In experiment E1-P, adding fly ash to untreated LFD removed a substantial proportion of TP and organic contaminants that contributed to the COD, but there were still high concentrations of inorganic compounds, especially toxic metallic and nonmetallic ions in the treated LFD (Fig.7). A portion of these toxic ions initially present in the LFD but some were also be added with the fly ash. The initial concentrations of As, Cd, Cu, Cr, Mn, Ni, Pb, and Zn in the LFD were 0.588, 0.016, 0.534, 0.225, 0.275, 0.275, 0.281, and 2.95 mg·L⁻¹, respectively (Fig.7). During the fly ash-based chemical precipitation process, there was a reaction balance between leaching from fly ash to the LFD and removal from LFD by precipitation for the toxic ions. After experiment E1-P by adding fly ash, different toxic ions had various changes in concentration. The concentrations of Cu, Mn, Ni, and Zn decreased with chemical precipitation, while the concentrations of As, Cd, Cr, and Pb, increased. In experiment E2-PM, the introduction of CO₂ into the treated LFD suspension after fly ash-based chemical precipitation provided further removal of Cu, Cr, Mn, Ni, Pb, and Zn but not As and Cd. If route of experiment E3-PFM was used, the concentrations of toxic ions in the treated LFD significantly decreased, except for As, Cr, and Pb. Also, the leaching tests of used fly ash samples from experiments E1-P and E2-PM were performed by adding the untreated and treated samples into ultrapure water to evaluate the leaching characteristics of toxic ions from the treated sample into the natural environment as the treated samples were disposed. Compared to the unused fly ash, the treated samples from experiments E1-P and E2PM released much lower concentrations of toxic ions, including As, Cd, Cu, Cr, Ni, Pb, and Zn (Fig.7). This phenomenon might result from the co-precipitation of COD, TP, CaO, and CO₂ (Fig.4). Newly formed flocculent precipitation and cube shape calcite crystals grew on the external surface of the fly ash particles, which inhibited further removal of toxic ions. To summarize, compared to experiment E1-P, the routes of experiments E2-PM, E3-PFM, and E4-P&M not only provided further COD and TP removal but also removal of some toxic ions, especially the heavy metals.

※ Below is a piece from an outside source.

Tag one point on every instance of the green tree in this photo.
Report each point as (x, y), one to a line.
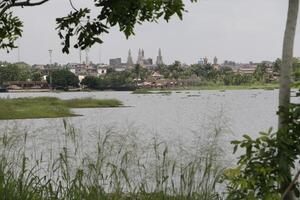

Chemical precipitation is a widely applied approach for an LFD but its large-scale application requires low-cost and efficient precipitating agents and novel process design. This study evaluated a novel approach for the efficient removal of contaminants from the LFD by fly ash-based chemical precipitation, followed by filtration and CO₂ mineralization. Technical feasibility of this approach was evaluated by changes in pH and EC, and removal efficiencies of TP, COD and heavy metals during the treatment. The fly ash used in this study performed well as a chemical precipitation agent for COD and TP removal from LFD. CO₂ bubbling after fly ash-based chemical precipitation also provided further COD and TP removal by CO₂ mineralization of excessive alkaline mineral components in fly ash. The removal of COD and TP was achieved by the co-precipitation of these contaminants with CaCO₃. Although adding fly ash to LFD increased pH and EC, CO₂ bubbling after fly ash-based chemical precipitation helped neutralize the treated LFD and reduced the EC, as well as the removal of some toxic ions, especially the heavy metals. During experiment E3-PFM, calcite crystals with small particle sizes (c. 1 µm) and uniform cube shapes were obtained asserted by the effect of organic species of LFD on the process of crystal growth. Of the four treatment routes, the route of experiment E3-PFM is suggested as the best candidate given that it had > 93% COD and > 98% TP removal efficiencies, and resulted in an EC of < 2 mS·cm⁻¹ and a neutral pH in the treated LFD, as well as calcite product. The treated LFD can meet the requirement for irrigation water. Considering the low price of fly ash, it can be used in high concentrations to achieve high COD and TP removal efficiencies without harming the economic feasibility of the process.